You’ve probably seen news articles about breakthroughs in immunotherapy for cancer patients. But the word “immunotherapy” can be used to describe many different kinds of treatment. Some immunotherapy drugs help a specific part of the body’s immune system—often white blood cells such as T cells, B cells, or natural killer (NK) cells—to attack a specific type of cancer cell; other treatments promote a more general immune response.
Below we describe some common types of immunotherapy. Please note that these are general descriptions only, and the side effects of these treatments are not discussed. If you have questions about a particular drug, please talk to your doctor.
Antibodies, a natural part of the immune system, are proteins that bind to other proteins called antigens that are found on the surface of some cancer cells or pathogens (invading agents such as bacteria or viruses). Monoclonal antibodies are drugs created to work like natural antibodies.
Most monoclonal antibodies used in cancer treatment bind to specific antigens on cancer cells. This binding either neutralizes the cancer cells to prevent the cancer from spreading or signals the immune system to find and kill the cancer cells. For example, the monoclonal antibody rituximab binds to certain types of leukemia and lymphoma cells to help the body’s NK cells destroy them.
Immune checkpoint inhibitors
A special type of monoclonal antibody is the new class of drugs called immune checkpoint inhibitors. These drugs block the action of immune checkpoint proteins, which are found on the surface of many T cells. The purpose of immune checkpoints is to stop T cells from attacking healthy cells in the body. But some types of cancer can activate these immune checkpoints to protect themselves from T cells.

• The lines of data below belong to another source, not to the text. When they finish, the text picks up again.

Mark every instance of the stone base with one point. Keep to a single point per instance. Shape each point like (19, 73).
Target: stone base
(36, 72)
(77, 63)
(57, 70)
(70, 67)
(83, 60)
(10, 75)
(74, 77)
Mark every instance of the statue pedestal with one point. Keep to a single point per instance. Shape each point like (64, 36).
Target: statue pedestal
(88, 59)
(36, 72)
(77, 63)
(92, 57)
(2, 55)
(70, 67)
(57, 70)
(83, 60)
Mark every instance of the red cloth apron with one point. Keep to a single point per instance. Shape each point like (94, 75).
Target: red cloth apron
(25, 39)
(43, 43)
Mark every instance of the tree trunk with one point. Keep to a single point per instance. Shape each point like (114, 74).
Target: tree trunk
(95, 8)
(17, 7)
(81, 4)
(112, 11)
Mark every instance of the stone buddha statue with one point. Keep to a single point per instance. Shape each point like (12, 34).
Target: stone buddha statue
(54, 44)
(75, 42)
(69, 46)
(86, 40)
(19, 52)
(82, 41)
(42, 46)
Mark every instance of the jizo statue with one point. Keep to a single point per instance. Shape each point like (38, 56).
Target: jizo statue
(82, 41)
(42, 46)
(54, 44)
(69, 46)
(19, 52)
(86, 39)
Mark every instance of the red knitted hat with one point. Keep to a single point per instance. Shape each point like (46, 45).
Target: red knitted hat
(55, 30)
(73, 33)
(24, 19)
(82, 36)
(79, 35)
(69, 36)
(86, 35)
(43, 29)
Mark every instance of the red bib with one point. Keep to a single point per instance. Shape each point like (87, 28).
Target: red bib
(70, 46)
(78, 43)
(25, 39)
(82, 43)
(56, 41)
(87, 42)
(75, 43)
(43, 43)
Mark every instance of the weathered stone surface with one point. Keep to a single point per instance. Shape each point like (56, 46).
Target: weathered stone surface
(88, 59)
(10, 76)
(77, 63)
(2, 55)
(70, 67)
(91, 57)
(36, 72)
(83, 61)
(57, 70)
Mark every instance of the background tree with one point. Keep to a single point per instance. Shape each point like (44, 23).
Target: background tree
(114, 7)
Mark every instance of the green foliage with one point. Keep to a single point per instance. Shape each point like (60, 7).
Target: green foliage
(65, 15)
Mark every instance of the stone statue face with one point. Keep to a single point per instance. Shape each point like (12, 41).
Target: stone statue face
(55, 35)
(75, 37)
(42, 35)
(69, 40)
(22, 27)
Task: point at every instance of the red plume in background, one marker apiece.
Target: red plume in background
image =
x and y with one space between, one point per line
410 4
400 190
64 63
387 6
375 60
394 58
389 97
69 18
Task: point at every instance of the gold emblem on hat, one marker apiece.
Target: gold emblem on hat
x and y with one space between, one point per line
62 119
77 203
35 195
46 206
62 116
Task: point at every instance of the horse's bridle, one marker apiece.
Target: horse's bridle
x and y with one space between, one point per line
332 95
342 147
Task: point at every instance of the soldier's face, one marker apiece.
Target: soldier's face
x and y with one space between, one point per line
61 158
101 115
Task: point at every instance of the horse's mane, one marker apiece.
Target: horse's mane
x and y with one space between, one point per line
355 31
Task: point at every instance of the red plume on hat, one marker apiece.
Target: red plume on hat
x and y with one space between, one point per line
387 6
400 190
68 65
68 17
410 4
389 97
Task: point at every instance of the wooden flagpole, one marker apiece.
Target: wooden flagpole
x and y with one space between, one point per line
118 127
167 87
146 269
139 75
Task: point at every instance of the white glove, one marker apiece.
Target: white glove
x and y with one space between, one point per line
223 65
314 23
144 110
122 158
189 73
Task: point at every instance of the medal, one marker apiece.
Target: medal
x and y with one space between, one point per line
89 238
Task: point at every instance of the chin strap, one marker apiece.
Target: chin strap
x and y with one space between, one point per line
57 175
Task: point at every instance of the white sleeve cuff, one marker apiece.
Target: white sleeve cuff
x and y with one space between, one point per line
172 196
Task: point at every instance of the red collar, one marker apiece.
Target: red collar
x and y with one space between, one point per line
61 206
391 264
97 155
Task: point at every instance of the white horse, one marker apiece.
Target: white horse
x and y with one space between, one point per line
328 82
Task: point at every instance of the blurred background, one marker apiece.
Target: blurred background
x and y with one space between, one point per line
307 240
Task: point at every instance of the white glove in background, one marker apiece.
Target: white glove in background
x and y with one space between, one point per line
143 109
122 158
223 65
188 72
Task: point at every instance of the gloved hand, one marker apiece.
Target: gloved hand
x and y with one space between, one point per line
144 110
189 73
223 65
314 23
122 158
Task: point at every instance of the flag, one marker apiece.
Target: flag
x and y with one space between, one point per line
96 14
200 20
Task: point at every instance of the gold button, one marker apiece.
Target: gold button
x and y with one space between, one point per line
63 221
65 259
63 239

The U.S. Food and Drug Administration (FDA) has approved drugs that target the immune checkpoints CTLA-4 (cytotoxic T lymphocyte antigen 4) and PD-1 (programmed cell death protein 1). The CTLA-4 inhibitor ipilimumab is approved to treat melanoma, and the PD-1 inhibitors pembrolizumab and nivolumab both are approved to treat non–small cell lung cancer and other cancers. Other immune checkpoint inhibitors target PD-L1, the ligand (a protein molecule that binds to another protein) on some normal or cancer cells that binds to PD-1 on T cells. The PD-L1 inhibitor atezolizumab is approved to treat bladder cancer. And new immune checkpoint inhibitors are being studied in clinical trials to treat various cancers.
Therapies made from immune cells
Some promising cancer treatments are made from a patient’s own immune cells. Blood is drawn from the patient and sent to a laboratory, where certain immune cells are removed and in some cases genetically modified. The number of cells is then expanded in the laboratory, and the cells are infused back into the patient’s bloodstream.
The first such treatment to be approved by the FDA was sipuleucel-T for prostate cancer. Sipuleucel-T is made from the patient’s dendritic cells, which help T cells find cancer cells or pathogens. Clinical trials of other dendritic cell–derived cancer therapies are ongoing. Also under way are clinical trials of modified T cells for the treatment of various cancers. These newer treatments are not yet approved by the FDA.
The problem with treatments made from a patient’s own cells is the time and expense required to custom-make the treatment for each patient. Sipuleucel-T, for example, takes about 3 days to prepare and costs about $93,000 per patient. Experimental therapies using NK cells from donated umbilical cord blood, which could be stored for use in any patient rather than being custom-made, are in the early stages of testing.
Cytokines such as interleukins and interferons are chemicals that the body produces to control the immune system. Synthetic versions of certain cytokines can be injected into patients to stimulate the immune response against cancer or other diseases. For instance, interleukin-2 is approved to treat kidney cancer and melanoma, and interferon-alfa is approved to treat various cancers.
Although immunotherapy has had impressive results against some types of cancer, it’s important to remember that no one therapy works against all kinds of cancer and that most cancers require a combination of treatments—multiple drugs, often combined with surgery and/or radiation therapy. As promising as immunotherapy drugs are, they are only one piece of the cancer treatment puzzle.